Investment Outlook: Is the Stock Market Peaking?
The S&P 500 ended the quarter with a slight loss of -0.8%. Leading sectors included Technology (+3.5%) and Consumer Discretionary (+3.1%), while Consumer Staples (-7.1%) fell the most. Equally volatile, indices for developed international markets fell -1.5%, while emerging markets rose +1.4%.
Exiting the Expressway
After cruising in the express lane for much of 2017, the U.S. economy appears to be taking its foot off the gas as it prepares to merge back into traffic. This projected slowdown in economic growth is already contributing to a bumpy ride for the stock market, which sees some brake tapping, congestion, and “Be Prepared for Delays” flashing ahead.
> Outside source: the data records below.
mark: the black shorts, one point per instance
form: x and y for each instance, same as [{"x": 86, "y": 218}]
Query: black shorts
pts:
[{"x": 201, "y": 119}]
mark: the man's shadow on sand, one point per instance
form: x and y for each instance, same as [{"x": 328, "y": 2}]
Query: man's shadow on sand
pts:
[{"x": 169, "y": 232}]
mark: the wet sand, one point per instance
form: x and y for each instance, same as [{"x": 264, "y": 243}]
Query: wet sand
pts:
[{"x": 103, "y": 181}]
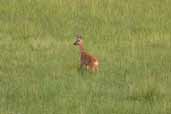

While we don’t know exactly how rough the road will get, we constantly map and measure the economic data, the key component of our data-driven process and in turn, our investment posture. Currently, our model doesn’t indicate recessionary conditions, but it does project the annual pace of domestic economic growth slowing into year end.
Additionally, an escalation in trade tariff rhetoric between the U.S. and China is concerning. Markets had cheered the passage of the Tax Cuts & Jobs Act and reduction in regulations, but a trade war between the world’s two largest economies would be a massive headwind (pothole?) for global growth.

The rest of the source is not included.